Five things for pharma marketers to know: Friday, January 30

President Barack Obama
President Barack Obama

President Obama wants $215 million for his “precision medicine” initiative. MIT Technology Review reports that the proposal includes reviewing one million genetic profiles and that an additional $130 million is wanted to study how environment and lifestyle influence genetic expression. The president is going into greater detail about the plan this morning, but the New York Times reports that the goal includes establishing a research consortium that will include data sources as varied as lab results, information culled from medical records and information about patient habits (like smoking). The Wall Street Journal notes that the proposal looks like it could move through Congress because Republicans and Democrats have supported more research at the National Institutes of Health, which will receive most of the proposed funding.

Valeant is leading the bids to scoop up bankrupt pharma manufacturer Dendreon. Valeant announced the $296-million cash bid Thursday evening. The proposal would give Valeant full rights to the infusion prostate-cancer medication Provenge and manufacturing facilities. Evercore ISI analyst Umer Raffat wrote in a Friday summary that the “price point seems financially savvy.” He noted that Dendreon was dragged down by the high cost of goods to create the immunotherapy, high SG&A and R&D costs, and debt. He wrote that Valeant could double the deal's value if it managed to slash $100 million from SG&A, even if sales stay flat at $300 million.

Biogen Idec has teamed up with Fondazione Telethon and Ospedale San Raffaele — both based in Milan — to create gene therapies for hemophilia A and B. BioCentury reports that the agreement includes a $5-million upfront payment to the San Raffaele Institute for Gene Therapy in exchange for global and commercial development rights to one program for each hemophilia category. Biogen told BioCentury the project seeks to induce liver cells to produce blood-clotting factors.

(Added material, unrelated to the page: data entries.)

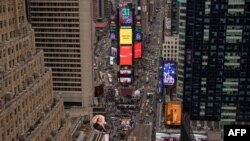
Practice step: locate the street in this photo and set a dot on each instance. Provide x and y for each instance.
(132, 117)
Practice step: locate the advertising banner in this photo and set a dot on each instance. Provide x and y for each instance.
(138, 50)
(169, 72)
(173, 113)
(125, 71)
(113, 51)
(138, 36)
(125, 79)
(176, 137)
(125, 15)
(125, 36)
(125, 55)
(111, 60)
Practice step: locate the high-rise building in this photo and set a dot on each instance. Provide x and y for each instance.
(213, 68)
(65, 31)
(28, 109)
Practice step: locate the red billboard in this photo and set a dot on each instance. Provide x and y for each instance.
(125, 55)
(138, 50)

A Health and Human Services report highlights just what may be behind adult non-adherence. The agency said that adults 18 and older have been scrimping on medication costs through a variety of strategies, including skipping doses, delaying refills and using alternative therapies. Just over 15% said they asked doctors for lower-priced medications.

Roche's maligned Tamiflu anti-viral may have merit. University of Michigan researchers found that the drug can reduce the misery by about one day and cut the risk of respiratory complications associated with the flu by about 44%. The drug has been previously criticized as ineffective.